I’m working on a project where I need to grab some JavaScript-generated cookies using a headless browser in Go. Then I want to use these cookies with the Colly scraper. Right now, I can export the cookies from the headless browser to a JSON file. But I’m stuck on how to add them to Colly’s cookie jar.
Here’s what I’ve got so far:
func getCookies() {
browserCookies := headlessBrowser.FetchCookies()
cookieData, err := json.Marshal(browserCookies)
// What to do next?
}
The cookieData looks something like this:
{
"name": "sessionID",
"value": "abc123",
"domain": "example.com",
"path": "/",
"expires": 1234567890,
"httpOnly": true,
"secure": true
}
How can I take this data and add it to Colly’s cookie jar? Any help would be awesome!

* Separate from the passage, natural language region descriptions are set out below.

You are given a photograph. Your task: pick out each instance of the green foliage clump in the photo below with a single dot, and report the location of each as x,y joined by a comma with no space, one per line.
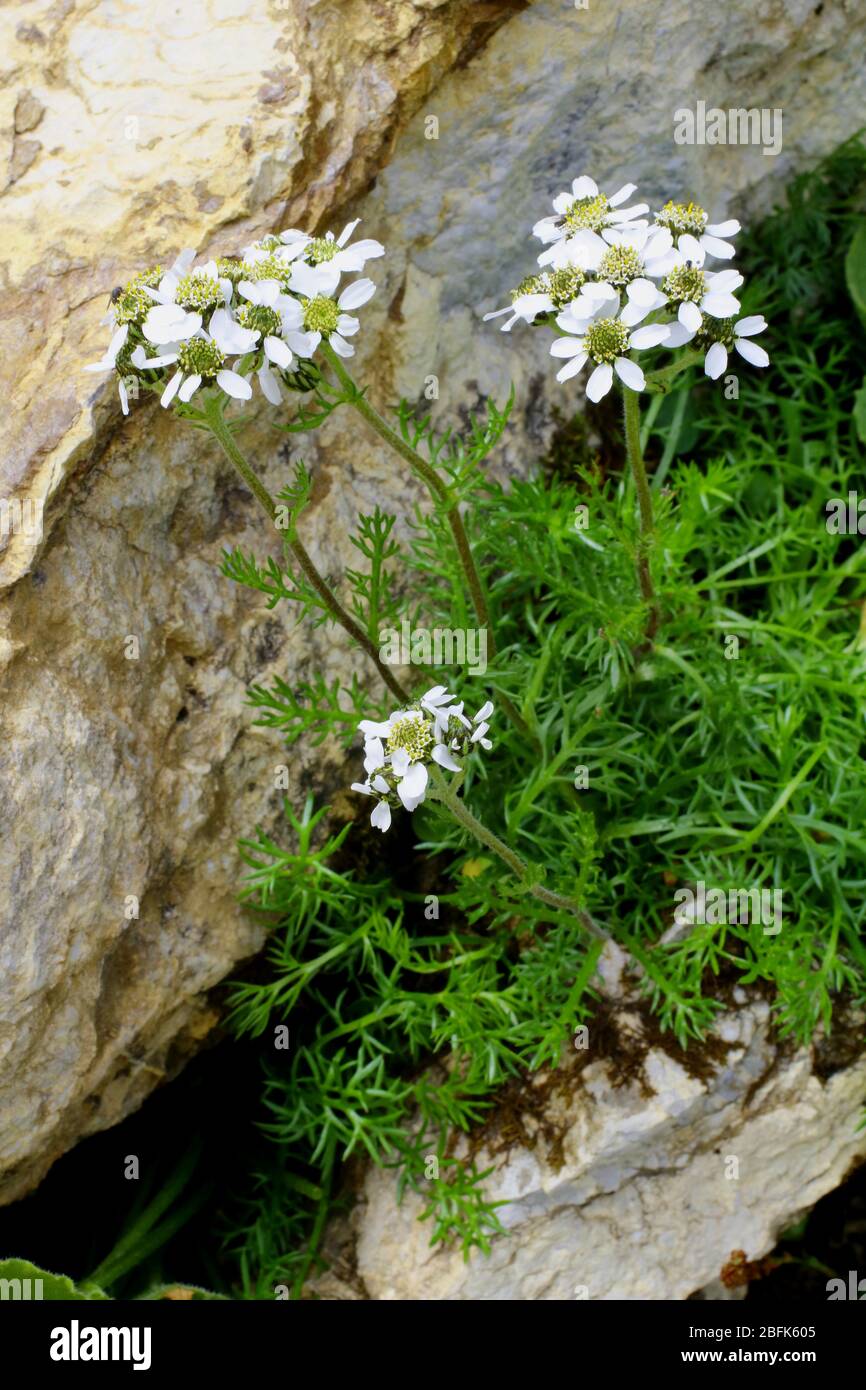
730,751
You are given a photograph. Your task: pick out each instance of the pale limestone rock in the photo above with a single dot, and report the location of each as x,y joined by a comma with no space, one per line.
131,132
630,1190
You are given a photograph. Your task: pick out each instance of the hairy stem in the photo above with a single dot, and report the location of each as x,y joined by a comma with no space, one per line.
519,868
221,431
438,492
631,413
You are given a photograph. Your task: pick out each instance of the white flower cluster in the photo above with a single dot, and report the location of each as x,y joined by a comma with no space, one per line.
399,751
608,268
227,320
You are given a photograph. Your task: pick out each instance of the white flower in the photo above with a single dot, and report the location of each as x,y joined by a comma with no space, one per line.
587,224
631,263
587,210
170,323
335,252
321,316
196,291
399,749
692,232
199,359
699,292
109,362
540,295
603,342
724,335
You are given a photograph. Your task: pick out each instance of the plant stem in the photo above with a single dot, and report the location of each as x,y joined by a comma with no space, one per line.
519,868
631,413
438,492
216,421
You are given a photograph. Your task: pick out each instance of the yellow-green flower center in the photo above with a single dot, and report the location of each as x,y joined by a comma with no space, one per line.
620,266
321,249
531,285
200,357
683,217
199,291
685,284
268,268
565,285
606,339
413,734
134,305
320,314
259,316
591,213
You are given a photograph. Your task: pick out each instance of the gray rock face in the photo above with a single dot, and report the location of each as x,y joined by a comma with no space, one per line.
131,776
640,1171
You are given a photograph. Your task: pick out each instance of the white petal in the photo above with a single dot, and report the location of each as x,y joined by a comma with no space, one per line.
374,755
277,350
723,281
572,367
752,352
715,360
189,387
720,306
634,314
692,249
599,382
231,337
270,387
749,325
713,246
234,384
170,323
649,337
303,344
444,758
566,346
374,729
401,762
413,786
171,389
690,317
642,292
435,695
341,346
630,373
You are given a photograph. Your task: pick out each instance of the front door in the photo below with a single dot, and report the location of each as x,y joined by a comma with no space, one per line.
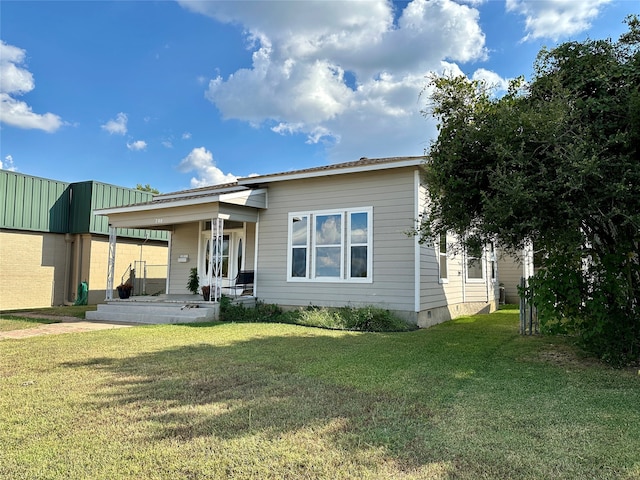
232,255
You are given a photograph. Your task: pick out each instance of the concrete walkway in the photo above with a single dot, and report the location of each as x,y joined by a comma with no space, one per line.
66,325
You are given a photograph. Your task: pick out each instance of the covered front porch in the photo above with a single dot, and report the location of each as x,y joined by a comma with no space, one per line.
162,309
212,233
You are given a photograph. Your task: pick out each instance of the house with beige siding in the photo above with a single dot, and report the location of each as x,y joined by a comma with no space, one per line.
328,236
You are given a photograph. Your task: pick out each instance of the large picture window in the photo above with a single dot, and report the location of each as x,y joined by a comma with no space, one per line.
330,245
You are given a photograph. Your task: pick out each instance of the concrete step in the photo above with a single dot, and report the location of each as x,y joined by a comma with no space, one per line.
153,313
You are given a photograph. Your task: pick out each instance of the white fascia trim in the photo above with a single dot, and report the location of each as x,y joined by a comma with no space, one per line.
156,206
326,172
204,191
241,194
179,203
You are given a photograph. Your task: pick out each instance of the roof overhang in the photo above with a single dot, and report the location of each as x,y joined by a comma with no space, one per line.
238,205
340,169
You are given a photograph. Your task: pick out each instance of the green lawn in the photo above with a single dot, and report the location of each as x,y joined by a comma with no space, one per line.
12,320
468,399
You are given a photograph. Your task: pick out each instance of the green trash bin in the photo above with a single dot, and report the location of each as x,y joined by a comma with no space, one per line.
83,294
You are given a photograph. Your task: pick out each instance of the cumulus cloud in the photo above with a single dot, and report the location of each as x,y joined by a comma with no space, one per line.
16,80
117,126
491,79
137,145
555,18
347,74
7,164
200,160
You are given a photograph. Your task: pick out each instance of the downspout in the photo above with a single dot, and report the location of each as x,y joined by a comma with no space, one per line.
416,246
255,256
67,268
489,274
169,246
77,264
464,274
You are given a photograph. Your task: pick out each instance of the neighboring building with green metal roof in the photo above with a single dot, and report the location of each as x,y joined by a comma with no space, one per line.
50,241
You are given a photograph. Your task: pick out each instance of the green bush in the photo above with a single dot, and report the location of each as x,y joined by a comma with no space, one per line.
366,319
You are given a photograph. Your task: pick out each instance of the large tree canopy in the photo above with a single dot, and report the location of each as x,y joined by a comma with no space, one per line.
554,161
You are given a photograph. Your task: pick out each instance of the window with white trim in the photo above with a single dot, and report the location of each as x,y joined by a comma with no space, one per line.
442,256
330,245
475,269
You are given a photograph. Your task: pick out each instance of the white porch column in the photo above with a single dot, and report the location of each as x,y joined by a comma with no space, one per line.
215,260
111,263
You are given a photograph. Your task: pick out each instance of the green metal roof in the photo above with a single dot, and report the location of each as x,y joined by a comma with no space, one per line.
32,203
39,204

hey there! i had a similar issue before. what worked for me was using colly’s SetCookies() method. you can convert your json to http.Cookie objects and pass them to SetCookies(). something like:
c := colly.NewCollector()
httpCookies := convertJsonToHttpCookies(cookieData)
c.SetCookies(“https://example.com”, httpCookies)
hope that helps!
I’ve encountered this issue before in a project. Here’s a solution that worked for me:
First, parse your JSON cookie data into a slice of http.Cookie structs. You can use json.Unmarshal for this. Then, use Colly’s SetCookies method to add these cookies to the collector’s jar.
Here’s a code snippet to illustrate:
var cookies []*http.Cookie
err := json.Unmarshal(cookieData, &cookies)
if err != nil {
log.Fatal(err)
}
c := colly.NewCollector()
c.SetCookies("https://example.com", cookies)
This approach should seamlessly transfer your Go Rod cookies to Colly’s cookie jar. Remember to handle any potential errors and adjust the URL to match your target domain.
I’ve dealt with this exact problem in a recent project. Here’s what worked for me:
Instead of exporting to JSON, you can directly convert the Rod cookies to http.Cookie objects. Then use Colly’s SetCookies() method to add them to the cookie jar.
Here’s a quick example:
func transferCookies(page *rod.Page, c *colly.Collector) {
rodCookies, _ := page.Cookies()
httpCookies := make([]*http.Cookie, len(rodCookies))
for i, cookie := range rodCookies {
httpCookies[i] = &http.Cookie{
Name: cookie.Name,
Value: cookie.Value,
Domain: cookie.Domain,
Path: cookie.Path,
Expires: time.Unix(int64(cookie.Expires), 0),
HttpOnly: cookie.HTTPOnly,
Secure: cookie.Secure,
}
}
c.SetCookies(page.MustInfo().URL, httpCookies)
}
This approach avoids the JSON step entirely, making it more efficient. Just call this function after your Rod operations and before beginning your Colly scraping.